Clarissa hesitated. The smaller dolphin, obviously female, hovered in the shallows, waiting for her. Again Joseph beckoned. What the hell—the whole thing felt like a fantasy, and, as in fantasies, Clarissa assumed she was immortal. She waded out and cautiously hoisted one leg over the slippery but surprisingly warm back. The dolphin cocked her face up toward Clarissa as if to ask if she was ready. Clarissa firmly clasped the dorsal fin. And then they were off, speeding through the water. It was as if she were flying; the island became a shattered mosaic of sun, sea, and waving olive trees. Exhilarated, she felt like a god, the power of the creature surging between her legs as they swam. It lasted a few minutes, then Joseph threw himself off and dived into the warm water. Clarissa followed. The two dolphins stood on their tails and clicked a farewell. Joseph replied by making a similar noise in his throat and with a playful splash they were gone.
Clarissa floated on her back, her arms and legs spread. She relaxed and surrendered completely to the sea. Above her was nothing but the immense blue of the sky. All human frailty dissolved into meaninglessness.

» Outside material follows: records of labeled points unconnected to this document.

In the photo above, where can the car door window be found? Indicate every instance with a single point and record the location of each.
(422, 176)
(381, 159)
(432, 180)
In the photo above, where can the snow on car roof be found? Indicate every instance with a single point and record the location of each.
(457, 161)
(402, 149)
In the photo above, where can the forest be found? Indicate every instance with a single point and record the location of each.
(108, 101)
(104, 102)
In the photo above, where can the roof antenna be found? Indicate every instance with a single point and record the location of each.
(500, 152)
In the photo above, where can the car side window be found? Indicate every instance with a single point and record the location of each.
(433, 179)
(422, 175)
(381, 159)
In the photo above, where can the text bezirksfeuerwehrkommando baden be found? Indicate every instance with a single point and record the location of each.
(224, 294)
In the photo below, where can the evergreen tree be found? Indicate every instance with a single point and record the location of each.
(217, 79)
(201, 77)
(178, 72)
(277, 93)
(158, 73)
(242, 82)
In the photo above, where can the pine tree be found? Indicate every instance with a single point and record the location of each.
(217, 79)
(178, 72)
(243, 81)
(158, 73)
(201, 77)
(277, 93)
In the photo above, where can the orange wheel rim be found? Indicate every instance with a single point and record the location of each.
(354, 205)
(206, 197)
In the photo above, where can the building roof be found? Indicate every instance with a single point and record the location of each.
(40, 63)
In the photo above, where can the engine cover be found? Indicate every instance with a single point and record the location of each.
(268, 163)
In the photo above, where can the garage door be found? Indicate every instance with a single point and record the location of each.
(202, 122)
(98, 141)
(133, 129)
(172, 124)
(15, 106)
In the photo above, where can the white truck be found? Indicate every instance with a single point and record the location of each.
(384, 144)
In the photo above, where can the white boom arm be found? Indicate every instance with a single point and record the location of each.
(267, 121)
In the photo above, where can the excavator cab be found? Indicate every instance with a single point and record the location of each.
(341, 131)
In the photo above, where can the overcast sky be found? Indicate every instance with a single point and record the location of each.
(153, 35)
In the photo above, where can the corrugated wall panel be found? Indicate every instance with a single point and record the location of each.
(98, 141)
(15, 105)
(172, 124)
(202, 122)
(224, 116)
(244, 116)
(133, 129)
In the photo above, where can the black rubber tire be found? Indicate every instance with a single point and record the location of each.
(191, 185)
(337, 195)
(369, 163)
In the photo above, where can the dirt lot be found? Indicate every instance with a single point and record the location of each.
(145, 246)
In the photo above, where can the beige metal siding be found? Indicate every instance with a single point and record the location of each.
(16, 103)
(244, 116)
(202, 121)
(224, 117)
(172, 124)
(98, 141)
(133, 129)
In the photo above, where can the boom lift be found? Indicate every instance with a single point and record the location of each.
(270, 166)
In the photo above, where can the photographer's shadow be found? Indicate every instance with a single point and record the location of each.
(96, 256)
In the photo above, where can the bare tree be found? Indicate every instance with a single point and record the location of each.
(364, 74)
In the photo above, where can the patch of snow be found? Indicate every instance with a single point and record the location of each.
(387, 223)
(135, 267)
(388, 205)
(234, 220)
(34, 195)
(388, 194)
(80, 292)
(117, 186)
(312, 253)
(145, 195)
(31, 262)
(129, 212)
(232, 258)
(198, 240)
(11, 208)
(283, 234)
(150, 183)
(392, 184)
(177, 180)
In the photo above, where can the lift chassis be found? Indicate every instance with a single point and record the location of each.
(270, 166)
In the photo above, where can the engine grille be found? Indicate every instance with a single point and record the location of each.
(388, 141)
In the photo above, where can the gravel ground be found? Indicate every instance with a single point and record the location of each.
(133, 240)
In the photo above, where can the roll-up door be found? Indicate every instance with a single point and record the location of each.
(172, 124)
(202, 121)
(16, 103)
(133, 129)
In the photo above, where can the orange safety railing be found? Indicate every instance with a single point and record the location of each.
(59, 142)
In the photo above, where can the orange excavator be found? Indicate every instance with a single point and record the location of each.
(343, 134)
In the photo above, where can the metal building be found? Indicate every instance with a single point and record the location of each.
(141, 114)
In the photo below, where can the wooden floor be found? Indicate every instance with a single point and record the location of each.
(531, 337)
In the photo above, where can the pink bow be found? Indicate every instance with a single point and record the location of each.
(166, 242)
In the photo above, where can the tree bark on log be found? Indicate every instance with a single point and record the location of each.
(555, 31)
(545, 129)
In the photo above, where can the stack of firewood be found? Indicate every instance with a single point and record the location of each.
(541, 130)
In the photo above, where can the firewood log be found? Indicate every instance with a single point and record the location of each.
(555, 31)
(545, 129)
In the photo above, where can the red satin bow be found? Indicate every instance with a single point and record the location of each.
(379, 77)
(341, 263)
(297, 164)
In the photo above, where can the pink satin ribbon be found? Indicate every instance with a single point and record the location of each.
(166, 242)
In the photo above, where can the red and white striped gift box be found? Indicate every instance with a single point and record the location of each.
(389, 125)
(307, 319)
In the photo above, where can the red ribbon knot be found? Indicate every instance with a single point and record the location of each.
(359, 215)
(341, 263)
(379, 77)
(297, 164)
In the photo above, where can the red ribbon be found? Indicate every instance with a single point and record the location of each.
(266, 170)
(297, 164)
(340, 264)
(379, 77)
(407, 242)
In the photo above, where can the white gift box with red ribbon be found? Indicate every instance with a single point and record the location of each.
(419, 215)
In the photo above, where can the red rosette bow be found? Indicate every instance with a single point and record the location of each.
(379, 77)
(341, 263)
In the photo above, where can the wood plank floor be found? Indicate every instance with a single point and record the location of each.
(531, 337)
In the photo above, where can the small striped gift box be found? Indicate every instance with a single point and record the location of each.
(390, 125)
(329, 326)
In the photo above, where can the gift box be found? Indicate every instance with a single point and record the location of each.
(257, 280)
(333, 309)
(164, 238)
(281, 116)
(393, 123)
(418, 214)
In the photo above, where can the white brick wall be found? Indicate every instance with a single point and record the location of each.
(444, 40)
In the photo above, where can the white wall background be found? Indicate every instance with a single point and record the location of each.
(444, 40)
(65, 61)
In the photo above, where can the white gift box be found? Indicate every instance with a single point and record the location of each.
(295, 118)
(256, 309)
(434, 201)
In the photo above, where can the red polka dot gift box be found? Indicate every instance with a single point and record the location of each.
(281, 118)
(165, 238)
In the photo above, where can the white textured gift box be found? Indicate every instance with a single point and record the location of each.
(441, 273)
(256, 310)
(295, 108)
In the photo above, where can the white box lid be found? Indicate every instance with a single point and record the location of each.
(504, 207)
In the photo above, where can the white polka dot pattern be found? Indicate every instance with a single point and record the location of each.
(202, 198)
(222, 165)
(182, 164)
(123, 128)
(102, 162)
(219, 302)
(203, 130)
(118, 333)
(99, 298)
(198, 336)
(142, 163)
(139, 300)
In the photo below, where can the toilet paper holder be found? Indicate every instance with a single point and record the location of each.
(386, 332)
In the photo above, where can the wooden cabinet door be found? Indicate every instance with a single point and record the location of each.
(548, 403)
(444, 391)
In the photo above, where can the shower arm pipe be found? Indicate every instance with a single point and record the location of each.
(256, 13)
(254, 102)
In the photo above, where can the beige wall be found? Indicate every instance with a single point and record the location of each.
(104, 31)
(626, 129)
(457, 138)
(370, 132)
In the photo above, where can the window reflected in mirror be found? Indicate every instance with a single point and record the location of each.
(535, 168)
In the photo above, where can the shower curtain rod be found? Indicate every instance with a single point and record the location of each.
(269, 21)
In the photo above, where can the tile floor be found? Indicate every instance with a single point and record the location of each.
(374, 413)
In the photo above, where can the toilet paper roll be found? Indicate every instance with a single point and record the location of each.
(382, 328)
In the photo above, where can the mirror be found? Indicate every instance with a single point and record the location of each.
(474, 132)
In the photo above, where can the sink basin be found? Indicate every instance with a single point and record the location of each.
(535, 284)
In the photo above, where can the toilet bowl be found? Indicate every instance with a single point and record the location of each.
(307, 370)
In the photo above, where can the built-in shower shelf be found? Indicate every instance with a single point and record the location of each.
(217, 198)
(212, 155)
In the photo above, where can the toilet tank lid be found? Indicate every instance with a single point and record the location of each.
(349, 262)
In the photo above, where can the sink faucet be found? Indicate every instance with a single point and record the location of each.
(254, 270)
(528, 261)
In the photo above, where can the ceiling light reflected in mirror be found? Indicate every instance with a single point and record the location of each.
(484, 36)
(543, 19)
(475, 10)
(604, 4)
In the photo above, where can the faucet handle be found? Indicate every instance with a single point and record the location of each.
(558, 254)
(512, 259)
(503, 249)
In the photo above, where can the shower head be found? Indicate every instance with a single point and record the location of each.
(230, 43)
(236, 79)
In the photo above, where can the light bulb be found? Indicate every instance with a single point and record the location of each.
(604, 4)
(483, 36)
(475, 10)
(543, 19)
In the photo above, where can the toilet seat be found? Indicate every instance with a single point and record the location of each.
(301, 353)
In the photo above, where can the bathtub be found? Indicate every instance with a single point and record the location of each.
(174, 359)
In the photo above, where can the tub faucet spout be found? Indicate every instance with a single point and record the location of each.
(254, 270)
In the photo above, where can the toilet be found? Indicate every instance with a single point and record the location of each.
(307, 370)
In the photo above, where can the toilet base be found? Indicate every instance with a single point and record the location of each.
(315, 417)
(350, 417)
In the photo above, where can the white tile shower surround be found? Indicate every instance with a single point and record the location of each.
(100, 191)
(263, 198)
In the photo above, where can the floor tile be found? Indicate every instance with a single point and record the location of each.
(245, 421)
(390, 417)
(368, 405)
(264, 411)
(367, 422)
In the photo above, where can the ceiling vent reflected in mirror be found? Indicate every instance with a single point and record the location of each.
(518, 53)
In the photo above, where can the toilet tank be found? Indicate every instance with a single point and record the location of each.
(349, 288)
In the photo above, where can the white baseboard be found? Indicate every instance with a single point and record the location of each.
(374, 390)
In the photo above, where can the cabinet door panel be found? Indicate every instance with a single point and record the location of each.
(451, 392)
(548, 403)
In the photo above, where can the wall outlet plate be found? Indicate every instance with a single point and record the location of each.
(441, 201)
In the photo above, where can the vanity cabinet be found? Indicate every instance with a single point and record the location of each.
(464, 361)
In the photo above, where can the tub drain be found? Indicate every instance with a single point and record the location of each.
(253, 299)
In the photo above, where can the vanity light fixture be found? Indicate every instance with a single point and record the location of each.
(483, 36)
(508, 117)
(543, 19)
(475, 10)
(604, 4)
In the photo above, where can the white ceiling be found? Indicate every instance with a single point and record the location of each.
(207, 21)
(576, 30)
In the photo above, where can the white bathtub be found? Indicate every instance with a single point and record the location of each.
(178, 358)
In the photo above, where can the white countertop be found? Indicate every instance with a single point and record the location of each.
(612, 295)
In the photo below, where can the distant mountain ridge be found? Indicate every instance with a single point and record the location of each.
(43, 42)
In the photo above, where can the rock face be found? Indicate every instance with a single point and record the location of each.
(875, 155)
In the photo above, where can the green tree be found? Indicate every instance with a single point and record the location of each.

After they’d dried off, Joseph led her toward a path that wound up the side of the mountain. They climbed in silence, with the song of the skylarks above them. Clarissa watched the straining muscles of Joseph’s buttocks and legs. He now looked older than her, somewhere in his early thirties. But she noticed that in the last hour the aging process seemed to have plateaued out. There was a new serenity to him, as if his form had stopped shifting and he was finally settling down. The path widened as it reached the top of the hill. Joseph leaned down and hoisted her up to the top.